Bringing in Welker for $6M is an absolute steal, and something John Elway should be proud of. At 32, Welker’s 2 year contract probably allows him to play out his final years in Denver, alongside future Hall of Fame quarterback Peyton Manning. With Eric Decker and Demaryius Thomas already firmly in place, Elway has just made sure that Manning is going to be throwing to one of the best wide receiver groups in the entire league until he decides to call it a day. No wonder Kansas City is hauling in cornerbacks like they’re going out of fashion.
Stealing offensive guard Louis Vasquez from under the San Diego Chargers’ nose not only improves the Broncos offensive line, but deprives a division rival of its best lineman. Denver fans must take a little extra joy from this one. It was an unnecessary pick-up (I happen to like Zane Beadles and Chris Kuper), but bringing good football players into a franchise is never a bad thing.

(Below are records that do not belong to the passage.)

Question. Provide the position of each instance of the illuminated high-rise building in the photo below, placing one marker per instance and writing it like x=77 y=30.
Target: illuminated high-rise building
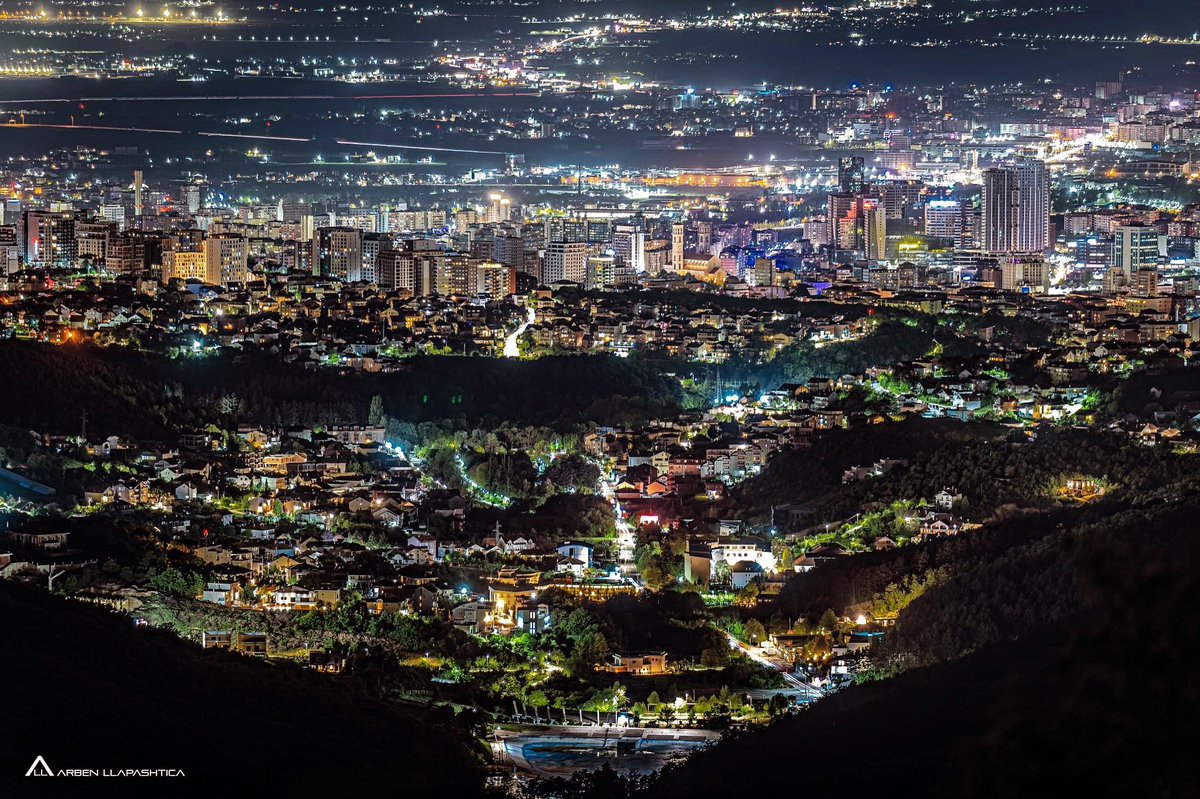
x=226 y=259
x=1032 y=205
x=851 y=175
x=1000 y=199
x=337 y=252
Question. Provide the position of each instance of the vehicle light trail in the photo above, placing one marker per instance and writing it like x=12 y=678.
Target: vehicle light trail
x=252 y=136
x=510 y=341
x=417 y=146
x=90 y=127
x=31 y=101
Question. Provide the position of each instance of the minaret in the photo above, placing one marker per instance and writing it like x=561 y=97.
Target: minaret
x=137 y=192
x=677 y=246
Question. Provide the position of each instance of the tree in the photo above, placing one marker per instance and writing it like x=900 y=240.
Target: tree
x=828 y=622
x=755 y=631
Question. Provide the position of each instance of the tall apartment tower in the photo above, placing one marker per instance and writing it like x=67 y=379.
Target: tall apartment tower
x=677 y=257
x=875 y=230
x=137 y=192
x=851 y=174
x=1000 y=203
x=1017 y=208
x=565 y=260
x=1135 y=251
x=337 y=252
x=226 y=259
x=1032 y=205
x=629 y=244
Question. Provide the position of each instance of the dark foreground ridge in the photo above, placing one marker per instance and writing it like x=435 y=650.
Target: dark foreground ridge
x=83 y=689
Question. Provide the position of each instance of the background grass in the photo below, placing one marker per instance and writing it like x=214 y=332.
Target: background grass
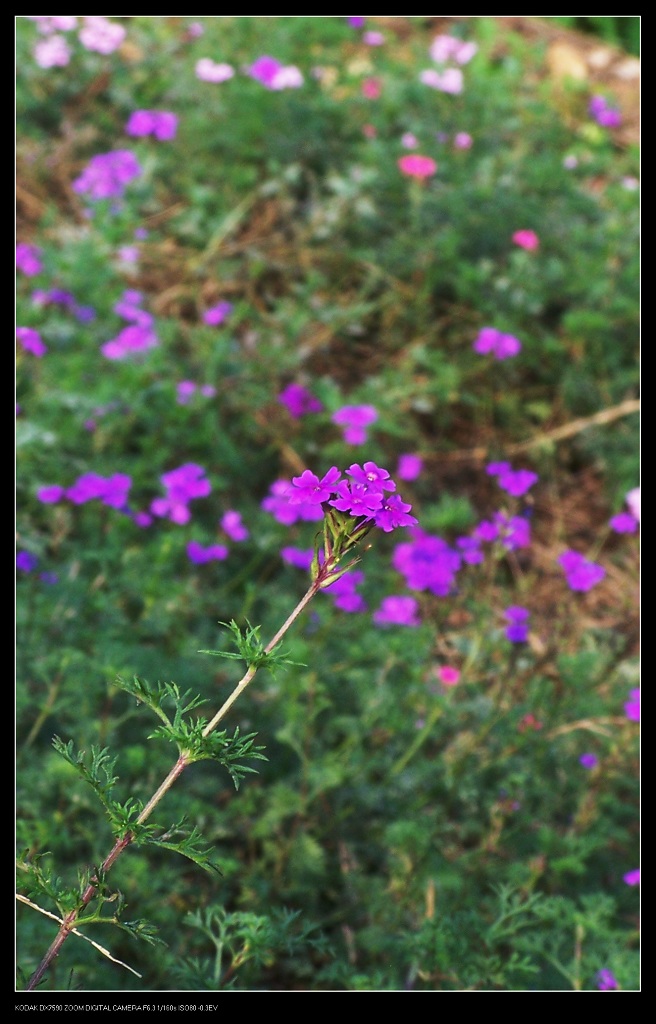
x=402 y=835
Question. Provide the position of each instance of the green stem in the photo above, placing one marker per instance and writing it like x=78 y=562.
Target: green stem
x=122 y=844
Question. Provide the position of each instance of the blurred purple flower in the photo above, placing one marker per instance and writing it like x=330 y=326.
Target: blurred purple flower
x=606 y=981
x=298 y=400
x=232 y=525
x=162 y=124
x=580 y=573
x=501 y=346
x=29 y=259
x=355 y=419
x=208 y=71
x=106 y=174
x=397 y=610
x=26 y=561
x=624 y=522
x=517 y=617
x=31 y=341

On defense, Denver have addressed two areas that they perhaps needed to get a little better in. Cornerback Dominique Rogers-Cromartie adds some much needed raw speed to a slower than average unit. The 26 year old still has plenty of good football ahead of him, and despite a disappointing spell with the “dream team” in Philadelphia, he looks poised to become the eventual replacement for the ageing Champ Bailey.
Defensive tackle Terrance Knighton is a nice addition to a defensive line that already sports key contributors in Derek Wolfe, Justin Bannan and Kevin Vickerson. He is a 330lb monster who will attract double teams from opposing offensive lines and free up others to go and make the play. With so many playmakers already on the Broncos defense, Denver will be looking to once again be a top 5 unit in 2013.
So that’s it! Those are your top 10 teams for this off season so far.
Many are pegging Miami as the “off-season champions” after GM Jeff Ireland spent big money signing Mike Wallace, Dannell Ellerbe and other high profile free agents. Spending a lot of money, however, is almost never indicative of future success. Just ask the Eagles and their failed “dream team” experiment from a couple of years ago.
No, the real winners of free agency are the teams that bring in good players for the right dollar amount, and don’t allow their best players to walk out of the door. Denver has done that masterfully this off-season, and that is why I am crowning them “Off-Season Champions”.